Magali ficou um pouco mais animada.

- Então você não pulou fora?
- Claro que não!
- Então por que faltou?
- Porque eu tava resolvendo uns lances lá com os traficantes.
- Pelas minhas costas?
- Calma aí! Eu também fui pego de surpresa e não deu pra te avisar. É o seguinte, eles vão liberar a gente de vender a droga.

Ela acabou sorrindo de alívio.

- Sério mesmo? Por que?
- Os caras falam que é arriscado pra eles e não tá rendendo nada.
- Beleza, demorô! Só que eu não terminei de vender a mercadoria...
- Ainda tá com você?
- Tá. E o dinheiro deles também...
- Então vamos lá devolver tudo e não se fala mais nisso. A gente vai ficar livre deles.
- E o resto do pessoal? Agora só ficamos nós dois.
- Não esquenta que a gente vai dar um jeito. Primeiro vamos resolver isso lá com os traficantes. Vem, eles estão esperando a gente lá na rua de baixo.

Titi saiu dali e Magali o seguiu sem desconfiar de nada. Sem que os dois vissem, Quim os seguia de longe.
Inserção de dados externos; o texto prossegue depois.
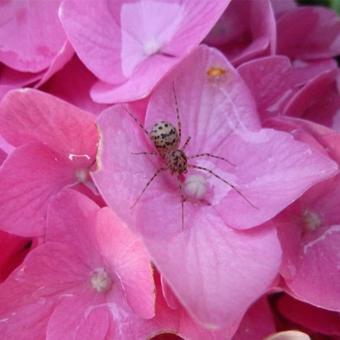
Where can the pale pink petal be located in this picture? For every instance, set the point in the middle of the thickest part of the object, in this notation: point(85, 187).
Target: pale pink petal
point(271, 83)
point(246, 30)
point(121, 45)
point(313, 318)
point(76, 317)
point(63, 56)
point(257, 323)
point(217, 286)
point(31, 34)
point(125, 252)
point(29, 177)
point(77, 91)
point(280, 7)
point(71, 220)
point(33, 116)
point(324, 107)
point(309, 33)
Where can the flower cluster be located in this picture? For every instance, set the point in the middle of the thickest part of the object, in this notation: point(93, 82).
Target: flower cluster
point(169, 167)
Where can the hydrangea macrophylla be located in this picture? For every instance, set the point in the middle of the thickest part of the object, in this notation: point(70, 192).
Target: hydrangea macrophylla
point(55, 147)
point(324, 108)
point(92, 277)
point(13, 251)
point(219, 115)
point(279, 87)
point(77, 91)
point(33, 44)
point(245, 30)
point(123, 43)
point(309, 33)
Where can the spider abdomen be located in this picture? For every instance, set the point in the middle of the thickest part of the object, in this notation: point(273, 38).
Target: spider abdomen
point(176, 161)
point(165, 137)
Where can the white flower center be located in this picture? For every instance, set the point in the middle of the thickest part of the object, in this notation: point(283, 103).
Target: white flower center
point(311, 220)
point(195, 186)
point(100, 280)
point(151, 47)
point(82, 175)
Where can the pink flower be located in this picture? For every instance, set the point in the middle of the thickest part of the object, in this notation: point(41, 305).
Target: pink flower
point(13, 250)
point(309, 33)
point(91, 279)
point(205, 261)
point(313, 319)
point(309, 231)
point(123, 43)
point(33, 44)
point(281, 88)
point(245, 30)
point(55, 147)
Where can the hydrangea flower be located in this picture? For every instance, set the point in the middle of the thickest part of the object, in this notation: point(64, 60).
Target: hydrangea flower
point(55, 147)
point(33, 44)
point(90, 279)
point(124, 43)
point(224, 122)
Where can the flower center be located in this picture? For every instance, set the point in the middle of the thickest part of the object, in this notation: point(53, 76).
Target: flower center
point(311, 220)
point(100, 280)
point(151, 47)
point(195, 186)
point(82, 175)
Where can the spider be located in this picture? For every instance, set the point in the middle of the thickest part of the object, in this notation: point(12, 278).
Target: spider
point(166, 139)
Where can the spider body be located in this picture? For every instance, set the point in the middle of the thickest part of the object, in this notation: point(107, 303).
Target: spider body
point(176, 161)
point(164, 137)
Ele não se conformava em ver Magali agindo daquela forma e só queria uma chance de falar com ela a sós, sem ninguém vendo. Talvez assim ela baixasse um pouco a guarda.

“O que aquele patife tá querendo com ela?” ele perguntou a si mesmo sentindo uma ponta de ciúmes. Se tinha sobrado somente os dois, era bem arriscado eles ficarem próximos demais.

Na rua de baixo, Magali viu um carro parado com os vidros escuros.

- Fica fria que vai ser rápido. Vem.

Quim se escondeu atrás de uma árvore e logo ficou preocupado. Para onde Titi a estava levando?

Quando os dois chegaram perto do carro, Titi bateu levemente no vidro e a porta se abriu. Foi tudo muito rápido. Antes que pudesse reagir, Magali viu um homem saindo rapidamente do carro e colocando um saco na sua cabeça.

- Ei, que é isso? Me soltem!

Como ela se debatia fortemente, um dos sujeitos lhe deu uma coronhada na cabeça, fazendo-a perder os sentidos. Eles entraram rapidamente no carro, que já estava com o motor ligado, e arrancaram dali chiando os pneus.

- Magali! Magali! – Quim veio gritando feito louco tentando correr atrás do carro. foi em vão. O veiculo desapareceu na esquina em questão de segundos, deixando o rapaz aflito e desesperado. O que aqueles marginais iam fazer com sua Magali?